When Jesus rode into Jerusalem, the people gathered to cheer his entry into the city looked upon his passage with many different eyes, many different outlooks. They looked out upon a world through differing viewpoints that colored the world in the many shades of meaning important to them. Their hopes and their fears, their longings and their hesitations. Even as they all joined together in that moment, underlying their unity of action was, in all likelihood, a divergence of perspective or even purpose.
The same could be said for Peter, James, and John. They were not imagining an ending but anticipating a great beginning. Who they might be in this new world changed by their great teacher? And when Jesus is arrested, when he dies, they hide themselves away. Was it out of fear? Probably. Was it out of shame? Perhaps. Was it in disappointment for their broken dreams? Maybe.
And then there is Judas. I am not of the school of thought that seeks to redeem Judas because his betrayal was inevitable. Jesus’ death and resurrection might have been destined to happen, but the betrayal by Judas was not.
It might have been petty self-interest. It might have been bitter disappointment. Like all the rest, Judas looked out upon the events of that week, not knowing exactly what was going to happen. But he realized enough to know that what he was doing was the basest form of treachery. He knew that he was betraying a friend. And I do not care how many Broadway shows someone writes. That is a grave sin in my book.
You need not agree with my opinion.
When we consider the events of the Bible, the events of Holy Week, we can come away with different impressions, different conclusions. We can imagine what went on in the minds of those who stood witness to those long-ago days.

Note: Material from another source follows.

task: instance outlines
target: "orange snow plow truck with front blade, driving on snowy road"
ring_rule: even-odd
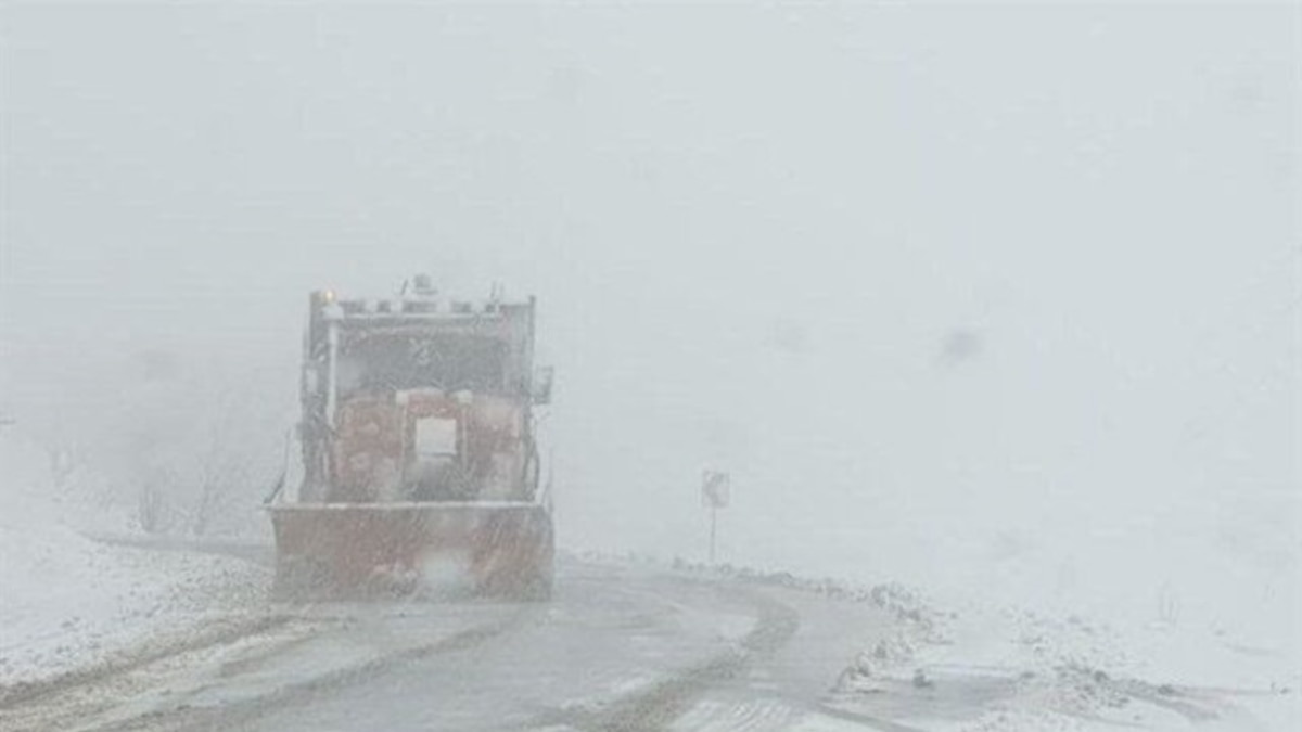
[[[549,481],[535,408],[534,306],[312,292],[303,339],[303,475],[267,500],[281,599],[546,599]]]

We can struggle with what they mean in our lives and in our times. Perhaps the one thing we might be sure of is that we will each understand those events differently.
If we each stand apart from the other, if we each only know our own mind, and none other, what should we do? How might we strive to understand the people we encounter in this life? How can we ever achieve a meeting of the minds, a common sense of purpose and a shared understanding of the world?
How do we do any of that?
We watch. We listen. We think. And then, and only then, we speak. We engage in careful and perhaps even earnest conversations. We convey our understanding of life, the world, and everything as best we can to one another. We communicate, back and forth, with as much candor as we can muster. That is what one person can do, without any assurance that others will be as careful or as earnest or as forthcoming. For to come to know the mind of anyone is a struggle. But the surest way of coming to that greater sense of understanding, if there is any, is to keep talking.
And with that work in mind, it is important to do one more thing. Be humble. Be humble because you never truly know what someone is thinking. You never know what they have gone through before. The pain and the suffering. The hard-won wisdom or the gaps in their knowledge. The insight and the ignorance. The dreams they cherish and the hopes they have seen dashed.
Humility is the best gift we have to offer to any conversation, particularly when it is paired with the best tool we can use in any conversation, patience. Humility helps us to avoid seeming the fool, the truly embarrassing circumstance of celebrating long before we understand what is going on or going to happen. And patience gives us the strength to wait. To wait for events to unfold. To wait for the dust to settle. To wait for the sun to set, knowing as well that the sun will eventually rise once again.
The burden of Holy Week is to wait. To wait for the whole story. The highs and the lows, the celebrations and the tragedies. The suffering and the deliverance. The darkness of the tomb and the light of Easter morning.
And now, my friends, we must wait. Amen.